In my years of practicing the Yang long form and its many variations I have often heard disparaging remarks about the short form, Beijing form, or what is sometimes called the public form. Yet when I finally went to China, and visited with teachers and other martial artists I found most people did practice the 24 form, even the really hardcore martial artists! So I dug in, and began learning the form one morning in Nanjing with Shifu Gao Xiu Ming. Luckily, with my long form experience the choreography came very quickly and with just a few adjustments I was playing the Beijing short form.
Over the years I have come to love the form, and this past year I began teaching it. This opened my eyes even further to the beauty of the form - it's complete and relatively compact, and it has become one of my favorites. So how did this form come about, and was it really a conspiracy to remove the martial aspects, the heart and soul from taiji for the masses?

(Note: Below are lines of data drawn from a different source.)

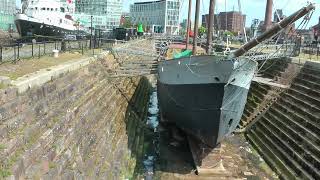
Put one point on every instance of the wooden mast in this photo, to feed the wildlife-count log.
(273, 30)
(210, 25)
(196, 24)
(188, 24)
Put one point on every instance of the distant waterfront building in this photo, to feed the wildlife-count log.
(160, 16)
(7, 11)
(278, 15)
(105, 14)
(232, 21)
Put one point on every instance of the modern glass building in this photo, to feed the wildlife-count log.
(106, 13)
(7, 11)
(160, 16)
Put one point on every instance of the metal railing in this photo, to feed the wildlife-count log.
(16, 51)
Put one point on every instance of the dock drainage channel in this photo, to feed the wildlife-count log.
(152, 122)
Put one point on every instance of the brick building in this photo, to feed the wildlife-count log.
(232, 21)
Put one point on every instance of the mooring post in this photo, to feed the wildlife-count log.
(0, 54)
(39, 51)
(14, 53)
(18, 51)
(82, 47)
(32, 49)
(44, 48)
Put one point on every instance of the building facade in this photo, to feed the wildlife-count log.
(157, 16)
(278, 15)
(232, 21)
(105, 14)
(7, 11)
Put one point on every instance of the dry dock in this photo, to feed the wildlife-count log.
(88, 119)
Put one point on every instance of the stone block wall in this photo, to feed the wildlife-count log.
(82, 125)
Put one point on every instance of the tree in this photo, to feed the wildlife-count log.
(202, 31)
(127, 22)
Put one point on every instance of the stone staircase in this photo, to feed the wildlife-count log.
(260, 95)
(83, 125)
(287, 135)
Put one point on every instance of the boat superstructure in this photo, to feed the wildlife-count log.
(47, 18)
(205, 95)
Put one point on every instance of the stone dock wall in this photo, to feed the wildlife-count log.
(82, 125)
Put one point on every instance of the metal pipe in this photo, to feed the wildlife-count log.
(268, 15)
(188, 24)
(196, 26)
(210, 25)
(273, 30)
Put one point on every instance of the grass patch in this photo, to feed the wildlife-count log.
(27, 66)
(3, 86)
(2, 147)
(4, 173)
(309, 57)
(52, 165)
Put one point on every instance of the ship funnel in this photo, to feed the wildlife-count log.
(273, 30)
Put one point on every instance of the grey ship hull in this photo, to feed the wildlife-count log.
(204, 95)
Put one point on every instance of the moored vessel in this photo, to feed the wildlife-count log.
(205, 95)
(47, 18)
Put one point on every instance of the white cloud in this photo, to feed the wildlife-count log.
(252, 8)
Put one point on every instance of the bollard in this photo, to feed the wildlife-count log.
(0, 54)
(44, 48)
(82, 48)
(39, 52)
(18, 51)
(14, 53)
(32, 50)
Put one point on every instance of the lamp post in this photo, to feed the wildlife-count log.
(91, 33)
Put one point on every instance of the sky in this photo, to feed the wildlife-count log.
(254, 9)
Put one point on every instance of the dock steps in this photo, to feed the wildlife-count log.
(287, 134)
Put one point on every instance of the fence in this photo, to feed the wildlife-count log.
(17, 51)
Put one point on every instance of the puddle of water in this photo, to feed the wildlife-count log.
(152, 122)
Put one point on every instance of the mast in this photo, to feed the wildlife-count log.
(273, 30)
(210, 25)
(196, 24)
(188, 23)
(268, 15)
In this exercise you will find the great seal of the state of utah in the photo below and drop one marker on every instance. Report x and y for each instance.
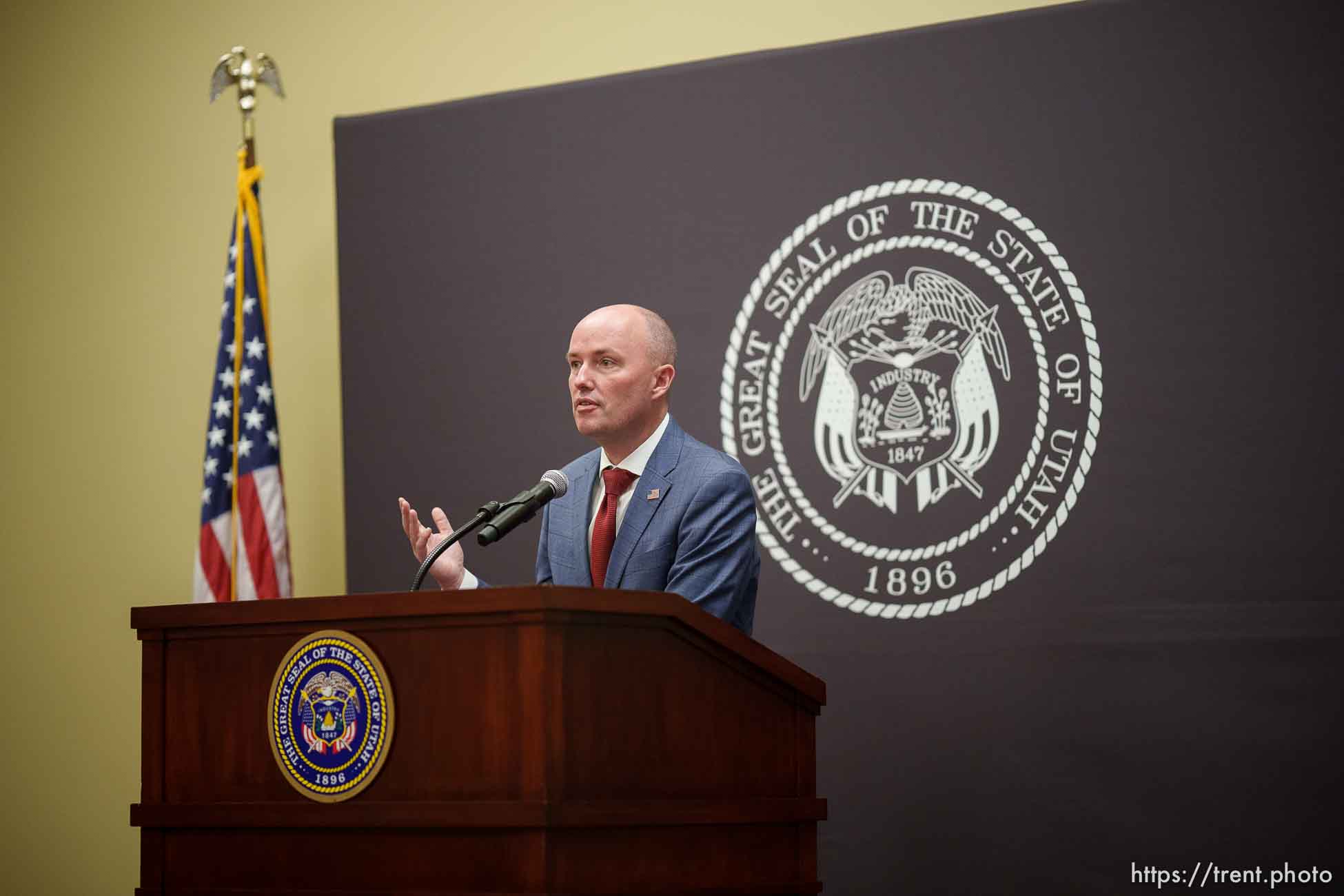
(914, 386)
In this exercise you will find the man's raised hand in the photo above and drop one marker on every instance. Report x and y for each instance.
(451, 567)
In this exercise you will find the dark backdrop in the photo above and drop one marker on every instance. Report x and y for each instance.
(1161, 685)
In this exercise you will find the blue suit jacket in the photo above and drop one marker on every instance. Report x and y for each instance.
(695, 539)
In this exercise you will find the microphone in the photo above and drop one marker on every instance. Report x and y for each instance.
(523, 507)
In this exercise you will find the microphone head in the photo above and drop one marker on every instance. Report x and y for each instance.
(558, 481)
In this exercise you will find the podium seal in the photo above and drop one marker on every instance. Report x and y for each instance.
(329, 716)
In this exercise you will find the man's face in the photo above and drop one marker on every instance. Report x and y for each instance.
(612, 378)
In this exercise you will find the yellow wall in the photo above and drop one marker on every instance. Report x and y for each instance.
(119, 188)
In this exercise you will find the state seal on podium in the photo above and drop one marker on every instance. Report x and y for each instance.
(331, 716)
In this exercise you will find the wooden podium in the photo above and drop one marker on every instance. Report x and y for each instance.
(547, 740)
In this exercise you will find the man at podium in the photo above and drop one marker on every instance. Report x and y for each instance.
(651, 508)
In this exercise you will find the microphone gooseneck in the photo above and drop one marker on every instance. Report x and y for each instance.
(525, 507)
(484, 513)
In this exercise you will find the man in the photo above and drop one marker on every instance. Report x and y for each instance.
(651, 508)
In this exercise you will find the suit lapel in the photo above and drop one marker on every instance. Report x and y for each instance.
(577, 529)
(642, 509)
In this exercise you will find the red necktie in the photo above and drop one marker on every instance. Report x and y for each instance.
(604, 529)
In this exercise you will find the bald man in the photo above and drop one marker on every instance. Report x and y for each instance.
(651, 508)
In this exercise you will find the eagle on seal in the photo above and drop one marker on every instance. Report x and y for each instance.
(906, 393)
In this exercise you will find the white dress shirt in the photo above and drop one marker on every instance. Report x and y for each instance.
(638, 460)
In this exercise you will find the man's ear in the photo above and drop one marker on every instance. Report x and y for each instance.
(663, 378)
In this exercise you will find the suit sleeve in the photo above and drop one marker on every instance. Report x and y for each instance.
(717, 563)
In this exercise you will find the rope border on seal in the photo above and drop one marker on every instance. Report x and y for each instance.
(1094, 369)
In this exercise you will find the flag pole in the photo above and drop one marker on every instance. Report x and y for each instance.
(236, 69)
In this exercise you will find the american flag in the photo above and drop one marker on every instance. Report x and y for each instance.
(243, 547)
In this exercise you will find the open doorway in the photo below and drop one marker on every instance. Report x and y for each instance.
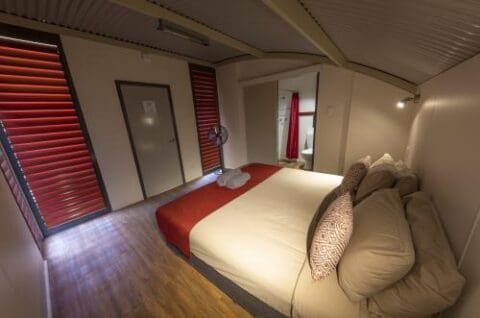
(297, 104)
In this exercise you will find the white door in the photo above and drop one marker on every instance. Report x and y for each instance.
(148, 112)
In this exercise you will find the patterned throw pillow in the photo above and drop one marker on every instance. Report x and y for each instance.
(331, 237)
(355, 175)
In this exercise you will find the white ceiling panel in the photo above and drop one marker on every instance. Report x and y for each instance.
(247, 20)
(105, 18)
(414, 40)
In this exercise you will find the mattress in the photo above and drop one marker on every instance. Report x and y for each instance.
(258, 240)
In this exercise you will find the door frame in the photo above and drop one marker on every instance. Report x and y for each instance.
(52, 38)
(118, 84)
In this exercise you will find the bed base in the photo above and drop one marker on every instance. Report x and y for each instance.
(250, 303)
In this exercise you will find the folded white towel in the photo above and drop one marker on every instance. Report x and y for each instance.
(238, 180)
(223, 179)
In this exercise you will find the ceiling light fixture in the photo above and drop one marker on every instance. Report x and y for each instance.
(403, 102)
(181, 32)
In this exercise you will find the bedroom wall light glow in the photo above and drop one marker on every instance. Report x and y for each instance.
(403, 102)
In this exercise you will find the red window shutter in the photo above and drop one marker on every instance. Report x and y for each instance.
(22, 202)
(43, 133)
(204, 88)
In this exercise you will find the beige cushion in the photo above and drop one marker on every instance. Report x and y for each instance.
(373, 181)
(355, 175)
(380, 251)
(321, 298)
(327, 200)
(331, 237)
(385, 162)
(434, 282)
(407, 184)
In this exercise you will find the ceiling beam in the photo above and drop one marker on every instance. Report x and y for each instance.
(295, 14)
(316, 60)
(51, 28)
(385, 77)
(307, 57)
(156, 11)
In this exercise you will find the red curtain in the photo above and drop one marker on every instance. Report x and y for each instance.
(292, 143)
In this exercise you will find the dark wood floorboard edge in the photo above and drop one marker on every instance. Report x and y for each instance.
(119, 265)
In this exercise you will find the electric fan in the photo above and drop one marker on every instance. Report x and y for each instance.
(218, 135)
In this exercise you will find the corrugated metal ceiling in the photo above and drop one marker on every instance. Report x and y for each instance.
(105, 18)
(414, 40)
(247, 20)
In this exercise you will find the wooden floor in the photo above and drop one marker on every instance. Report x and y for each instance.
(119, 265)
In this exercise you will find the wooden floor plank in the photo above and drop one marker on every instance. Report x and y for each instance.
(119, 265)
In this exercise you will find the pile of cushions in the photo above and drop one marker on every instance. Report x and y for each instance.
(386, 243)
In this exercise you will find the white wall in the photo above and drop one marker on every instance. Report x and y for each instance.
(232, 108)
(356, 114)
(306, 86)
(22, 285)
(333, 115)
(376, 125)
(232, 116)
(444, 148)
(95, 67)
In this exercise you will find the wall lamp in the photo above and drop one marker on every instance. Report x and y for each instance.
(403, 102)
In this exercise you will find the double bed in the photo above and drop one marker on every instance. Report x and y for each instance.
(256, 239)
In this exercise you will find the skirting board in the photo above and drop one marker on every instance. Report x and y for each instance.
(48, 301)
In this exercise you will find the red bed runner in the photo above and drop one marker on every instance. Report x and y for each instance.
(175, 219)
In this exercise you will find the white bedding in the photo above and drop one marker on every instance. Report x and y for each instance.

In 1956 the Chinese Sports Committee brought together four taiji teachers - Fu Zhongwen, Zhang Yu, Cai Longyun, and Chu Guiting to create a taiji form that could easily be disseminated throughout China and used in competition. In modern day terms, this is like bringing together Michael Jordan, Kobe Bryant, Shaq, and Larry Bird to teach the public basketball. These masters shortened the form to 24 postures, the 24 essential forms in the Yang family style, and created a sequence that could be completed in about 5-6 minutes. 1956 - 1960 saw many national martial arts competitions in China, and the Beijing form along with weapons, traditional forms, and what would become wushu were demonstrated. The 24 form has now become the most popular taiji form practiced throughout the world, and while it is practiced by many simply for its meditative aspects, the martial aspects are intact, and taught by many teachers who have this experience.